Oh, I'm sure that I knew deep down that prayer went on within me. The sighing of the Spirit Paul speaks of. But I was mute in the face of horror. I could not pray.
Perhaps this could be understood as a psychological phenomenon - something with a fancy term there's no need to drag in here. But we therapists know that at times a willing soul, a willing recipient so to speak, can "receive" and "contain" emotions and experiences which a patient is either out of touch with entirely or has no words for - something never integrated within the psyche, even dissociated from consciousness. So, unconsciously, they transfer this experience, these feelings, to the therapist - there to be felt, to be named, to be integrated and transformed - in order to aid the patient via undergoing a kind of inner purgatory. Where one endures the desolation, chaos, intense longings and hatreds, evicted from the soul of another, who simply could not bear them. Where one is oneself transfigured - to the degree one can bear it. On behalf of another.

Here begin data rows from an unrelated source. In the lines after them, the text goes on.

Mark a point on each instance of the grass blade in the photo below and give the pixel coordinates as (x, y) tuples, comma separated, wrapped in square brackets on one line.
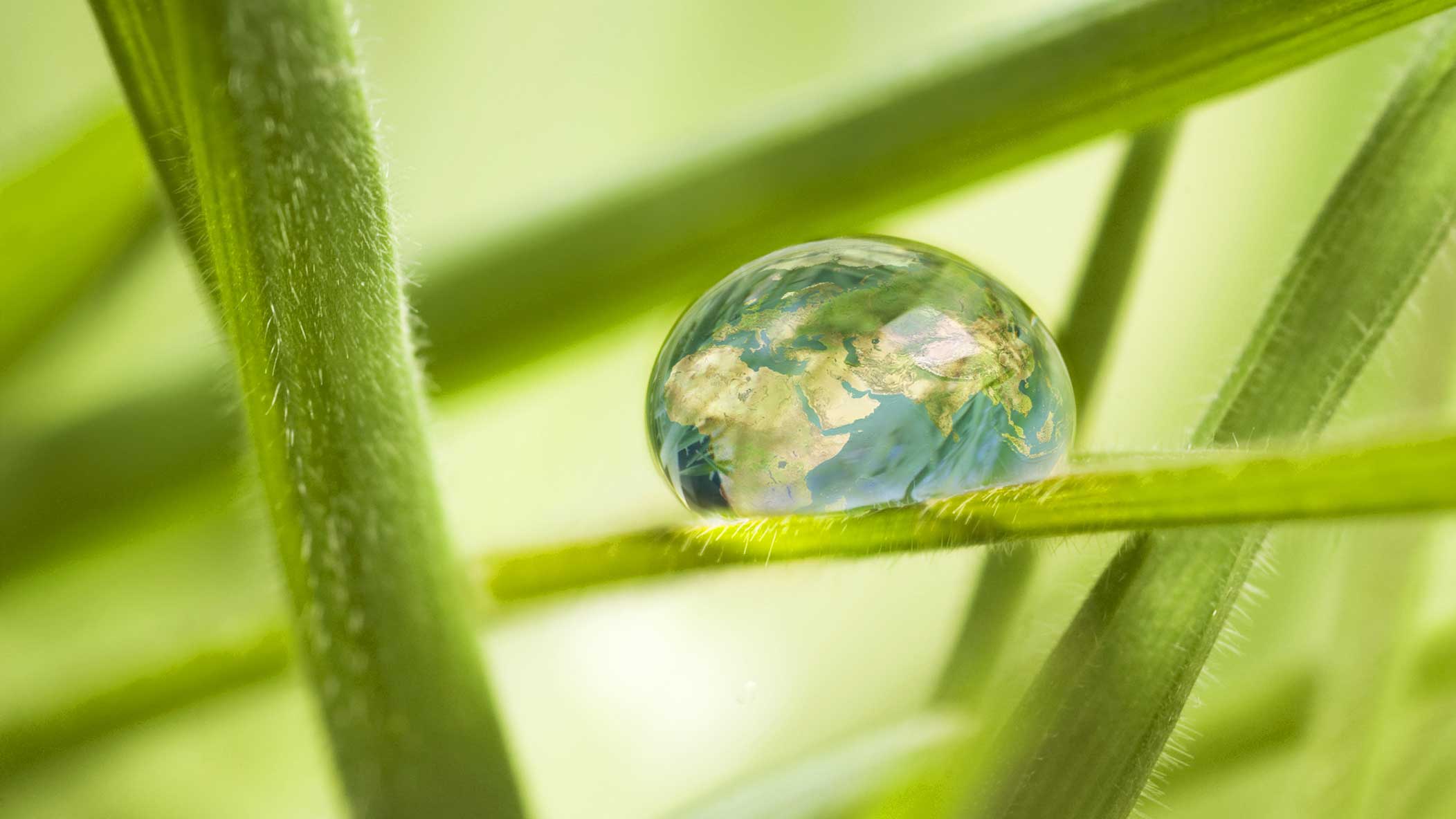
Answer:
[(291, 194), (229, 664), (1200, 490), (142, 53), (1095, 306), (1060, 755), (96, 181), (1116, 66), (192, 679)]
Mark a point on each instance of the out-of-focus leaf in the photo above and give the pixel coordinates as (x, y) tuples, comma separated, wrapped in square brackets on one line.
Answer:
[(836, 777), (1140, 641), (64, 221), (830, 167)]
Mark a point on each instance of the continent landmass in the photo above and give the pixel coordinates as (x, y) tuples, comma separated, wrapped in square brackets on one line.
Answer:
[(769, 428)]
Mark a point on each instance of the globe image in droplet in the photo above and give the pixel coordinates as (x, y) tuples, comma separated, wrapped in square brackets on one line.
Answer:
[(855, 373)]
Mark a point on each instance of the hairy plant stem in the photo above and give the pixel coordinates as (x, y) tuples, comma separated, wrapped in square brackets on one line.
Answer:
[(973, 112), (300, 250)]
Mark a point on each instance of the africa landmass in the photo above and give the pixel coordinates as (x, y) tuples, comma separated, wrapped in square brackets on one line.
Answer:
[(775, 399)]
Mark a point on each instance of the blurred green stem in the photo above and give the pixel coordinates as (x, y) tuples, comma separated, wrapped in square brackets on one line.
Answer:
[(64, 221), (1116, 66), (1008, 572), (1370, 245)]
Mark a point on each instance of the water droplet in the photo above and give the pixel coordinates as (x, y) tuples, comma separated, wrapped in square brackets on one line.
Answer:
[(853, 373)]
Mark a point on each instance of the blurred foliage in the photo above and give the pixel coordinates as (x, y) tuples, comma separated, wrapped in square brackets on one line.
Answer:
[(494, 112)]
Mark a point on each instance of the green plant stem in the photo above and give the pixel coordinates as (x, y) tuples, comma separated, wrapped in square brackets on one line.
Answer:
[(1234, 732), (1113, 261), (1006, 573), (291, 195), (1059, 755), (192, 679), (1116, 66), (142, 53), (64, 221), (1201, 490)]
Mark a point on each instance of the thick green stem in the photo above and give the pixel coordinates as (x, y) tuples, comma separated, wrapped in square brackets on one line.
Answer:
[(1140, 641), (1201, 490), (293, 203)]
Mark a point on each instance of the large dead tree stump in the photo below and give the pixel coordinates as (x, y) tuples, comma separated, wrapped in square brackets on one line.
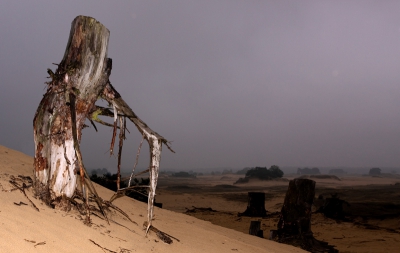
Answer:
[(294, 226), (255, 205), (83, 72), (80, 80)]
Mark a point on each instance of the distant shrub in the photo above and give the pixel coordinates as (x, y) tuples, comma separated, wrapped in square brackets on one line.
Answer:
[(337, 172), (261, 173), (374, 171), (308, 171), (109, 180), (184, 174), (225, 171)]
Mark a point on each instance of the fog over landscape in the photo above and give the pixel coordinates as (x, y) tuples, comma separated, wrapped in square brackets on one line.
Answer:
[(232, 84)]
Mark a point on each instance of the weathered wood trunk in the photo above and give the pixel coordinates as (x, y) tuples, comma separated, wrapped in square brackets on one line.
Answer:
[(255, 205), (80, 79), (83, 71), (294, 226)]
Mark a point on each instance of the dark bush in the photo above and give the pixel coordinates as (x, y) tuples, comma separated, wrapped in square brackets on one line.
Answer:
[(308, 171), (109, 181), (375, 171), (243, 171), (337, 172)]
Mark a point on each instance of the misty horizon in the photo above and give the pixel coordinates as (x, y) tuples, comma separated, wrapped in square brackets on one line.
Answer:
[(232, 84)]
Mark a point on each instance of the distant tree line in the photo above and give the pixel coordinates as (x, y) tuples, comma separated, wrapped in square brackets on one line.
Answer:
[(308, 171), (261, 173), (374, 171)]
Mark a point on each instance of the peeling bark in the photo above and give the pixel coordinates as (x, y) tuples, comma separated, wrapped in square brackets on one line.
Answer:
[(80, 79)]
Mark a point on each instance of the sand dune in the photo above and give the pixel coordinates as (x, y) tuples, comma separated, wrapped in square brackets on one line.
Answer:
[(24, 229)]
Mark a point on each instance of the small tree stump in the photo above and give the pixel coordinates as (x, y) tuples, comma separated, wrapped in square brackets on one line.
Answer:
[(294, 226), (255, 205), (255, 229)]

Is this the compassion of Jesus? Does this help us to understand the Divine Compassion of the Incarnation? The emptying in order to receive what we ourselves could not bear alone, could not heal on our own, could not accept or understand or undergo? Does this explain the words of Jesus:
28 ‘Come to me, all you that are weary and are carrying heavy burdens, and I will give you rest. 29Take my yoke upon you, and learn from me; for I am gentle and humble in heart, and you will find rest for your souls. 30For my yoke is easy, and my burden is light.’Is the yoke between us com-passion? Where Jesus joins each of us, in shouldering the load, receiving the burdens Himself, integrating and transforming them, breathing his Spirit upon us - the Spirit of Peace, the Spirit of Rest.
There was a time when I could not pray. And there came a later time when I felt that my life itself was a prayer. And even later, I came to see that every single action, no matter how mundane, was a prayer.